Catholic Medical Quarterly Volume 71(3) August 2021

Book Review

The Light That Binds.
A Study in Thomas Aquinas's Metaphysics of Natural Law
by Stephen L. Brock 101532647301

Reviewed by Dr Pravin Thevathasan

Book CoverIn this splendid work, the author examines Aquinas's teaching of the relationship between natural law and God's eternal law. The author clearly demonstrates that the natural law is indeed a law. From this is developed a series of reflections including the binding force of natural law and its relationship with God and to our own natural inclinations. These reflections are very relevant to our daily work and lives. The author is thus a follower of the traditional approach to natural law theory, a theory solidly grounded in metaphysics.
Other positions in natural law are discussed. For John Finnis, natural law can be called "law" only because of a certain resemblance to human positive law.
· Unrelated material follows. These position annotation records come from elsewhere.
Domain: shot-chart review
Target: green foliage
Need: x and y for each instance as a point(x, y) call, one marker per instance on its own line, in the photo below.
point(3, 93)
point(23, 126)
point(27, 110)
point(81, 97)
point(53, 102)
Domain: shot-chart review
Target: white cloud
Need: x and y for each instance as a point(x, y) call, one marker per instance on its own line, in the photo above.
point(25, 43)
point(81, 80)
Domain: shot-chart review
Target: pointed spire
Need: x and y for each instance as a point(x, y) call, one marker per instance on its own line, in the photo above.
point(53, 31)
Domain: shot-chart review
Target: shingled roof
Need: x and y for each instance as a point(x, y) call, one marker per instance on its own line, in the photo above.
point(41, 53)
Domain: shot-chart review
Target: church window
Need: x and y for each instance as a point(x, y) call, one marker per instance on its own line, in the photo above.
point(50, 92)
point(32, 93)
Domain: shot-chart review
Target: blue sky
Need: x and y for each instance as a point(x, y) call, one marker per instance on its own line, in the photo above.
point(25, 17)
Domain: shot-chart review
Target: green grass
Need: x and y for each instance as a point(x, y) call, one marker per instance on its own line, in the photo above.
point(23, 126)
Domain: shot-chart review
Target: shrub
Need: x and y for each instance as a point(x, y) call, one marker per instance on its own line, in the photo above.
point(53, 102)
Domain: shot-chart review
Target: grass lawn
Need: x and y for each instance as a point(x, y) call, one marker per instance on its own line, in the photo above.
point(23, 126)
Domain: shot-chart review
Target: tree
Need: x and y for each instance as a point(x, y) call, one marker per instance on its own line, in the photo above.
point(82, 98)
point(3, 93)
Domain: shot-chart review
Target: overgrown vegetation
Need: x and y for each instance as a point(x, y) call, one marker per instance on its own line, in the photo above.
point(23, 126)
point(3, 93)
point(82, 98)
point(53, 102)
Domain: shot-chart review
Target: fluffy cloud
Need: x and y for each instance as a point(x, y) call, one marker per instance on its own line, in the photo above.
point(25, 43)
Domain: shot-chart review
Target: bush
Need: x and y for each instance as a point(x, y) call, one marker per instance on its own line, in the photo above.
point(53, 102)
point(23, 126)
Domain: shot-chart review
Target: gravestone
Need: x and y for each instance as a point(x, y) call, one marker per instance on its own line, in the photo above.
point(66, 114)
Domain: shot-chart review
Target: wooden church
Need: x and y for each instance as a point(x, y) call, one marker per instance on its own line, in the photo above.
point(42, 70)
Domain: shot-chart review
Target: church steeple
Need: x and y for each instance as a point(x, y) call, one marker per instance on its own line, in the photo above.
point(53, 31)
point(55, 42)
Another position asserts that natural law is natural only in a qualified sense: no one is subject to a law until he knows it is a law. Yet another school of thought argues that natural law can be understood without reference to the eternal law.
I was pleased to see the great modern philosopher Peter Geach mentioned. Geach asks the question: are the things that God commands morally obligatory because God commands them or does God command them because they are morally obligatory? Geach argues for the former: God's commands generate moral obligations.
The author also looks at a famous article that Elizabeth Anscombe wrote on moral philosophy. In it, she argues that the term "ought" is simply meaningless outside of the perspective of an ethics based on divine law. Those who reject an ethics based on divine law ought to reject terms such as "illicit, prohibited and morally wrong." Anscombe is therefore in agreement with Geach that divine law generates moral obligations.
I found this to be a work of great scholarship, difficult in parts for the interested non-specialist but rewarding.